Processo
ApCiv - APELAÇÃO CÍVEL / MS
5005965-24.2020.4.03.9999
Relator(a)
Desembargador Federal PAULO SERGIO DOMINGUES
Órgão Julgador
7ª Turma
Data do Julgamento
30/11/2020
Data da Publicação/Fonte
e - DJF3 Judicial 1 DATA: 03/12/2020
Ementa
E M E N T A
APELAÇÃO CÍVEL. BENEFÍCIO ASSISTENCIAL. HIPOSSUFICIÊNCIA/MISERABILIDADE NÃO
DEMONSTRADA. SUCUMBÊNCIA RECURSAL.
1. O benefício de prestação continuada é devido ao portador de deficiência (§2º do artigo 20 da
Lei nº 8.742/93, com a redação dada pela Lei nº 12.470/2011) ou idoso com 65 (sessenta e cinco)

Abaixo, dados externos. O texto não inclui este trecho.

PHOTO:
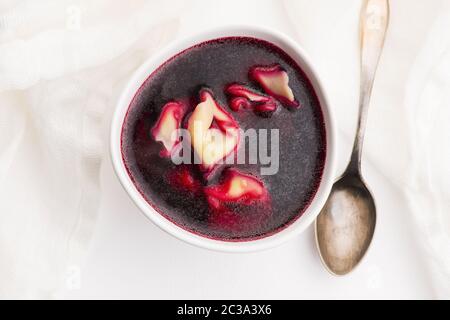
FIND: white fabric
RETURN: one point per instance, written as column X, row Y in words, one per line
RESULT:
column 63, row 64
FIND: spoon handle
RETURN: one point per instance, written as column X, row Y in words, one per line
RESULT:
column 374, row 23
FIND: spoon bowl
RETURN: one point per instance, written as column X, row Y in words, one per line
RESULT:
column 347, row 224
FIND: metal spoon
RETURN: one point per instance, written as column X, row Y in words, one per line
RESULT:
column 345, row 226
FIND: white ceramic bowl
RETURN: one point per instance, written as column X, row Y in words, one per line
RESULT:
column 297, row 53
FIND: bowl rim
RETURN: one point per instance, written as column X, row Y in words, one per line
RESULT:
column 151, row 64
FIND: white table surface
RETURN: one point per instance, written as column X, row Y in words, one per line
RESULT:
column 129, row 257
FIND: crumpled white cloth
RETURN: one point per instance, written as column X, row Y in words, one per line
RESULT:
column 63, row 64
column 407, row 133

anos ou mais (artigo 34 da Lei nº 10.741/2003) que comprove não possuir meios de prover a
própria manutenção e nem de tê-la provida por sua família, nos termos dos artigos 20, § 3º, da
Lei nº 8.742/93.
2. Requisito de miserabilidade/hipossuficiência não preenchido. Laudo social indica que a parte
autora encontra-se amparada pela família e não há evidência de que suas necessidades básicas
não estejam sendo supridas. O benefício assistencial não se presta a complementação de renda.

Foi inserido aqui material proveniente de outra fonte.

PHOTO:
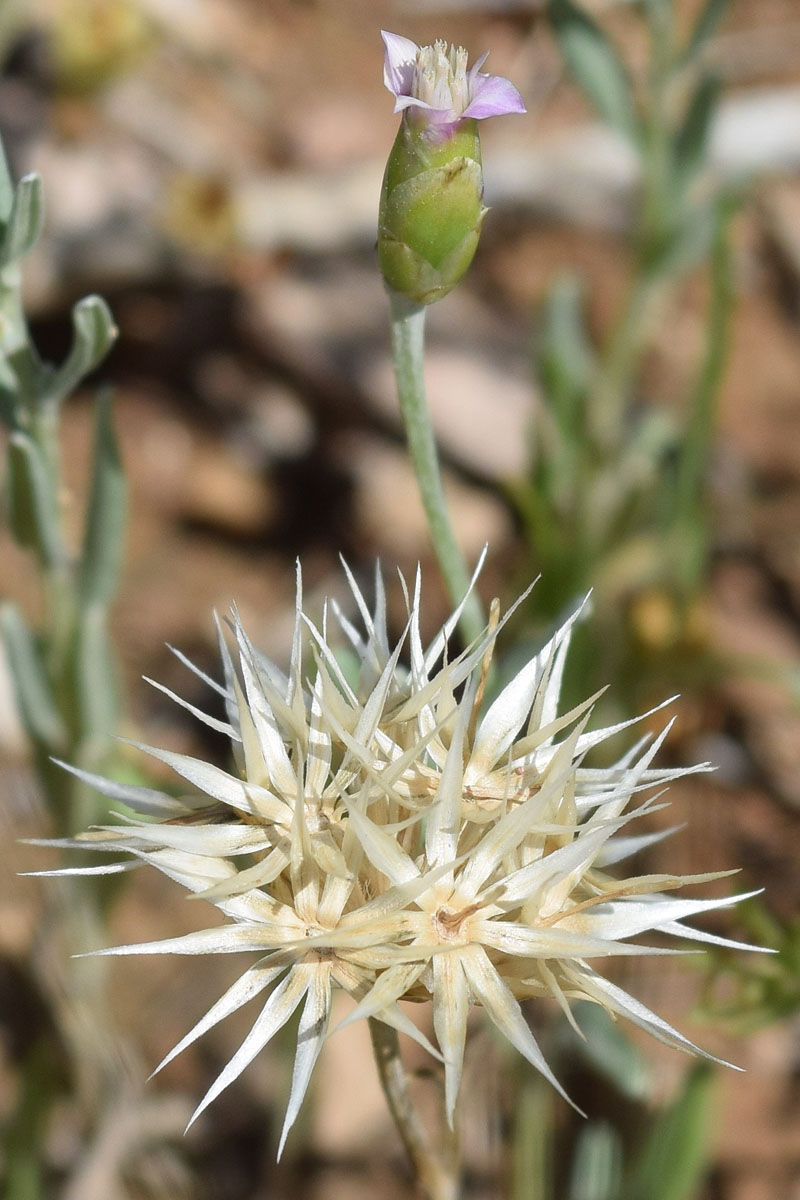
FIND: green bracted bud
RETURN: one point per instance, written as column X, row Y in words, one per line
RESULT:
column 431, row 210
column 432, row 199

3. Benefício assistencial indevido.
4. Sucumbência recursal. Honorários de advogado majorados em 2% do valor arbitrado na
sentença. Artigo 85, §11, Código de Processo Civil/2015. Exigibilidade condicionada à hipótese
prevista no § 3º do artigo 98 do Código de Processo Civil/2015.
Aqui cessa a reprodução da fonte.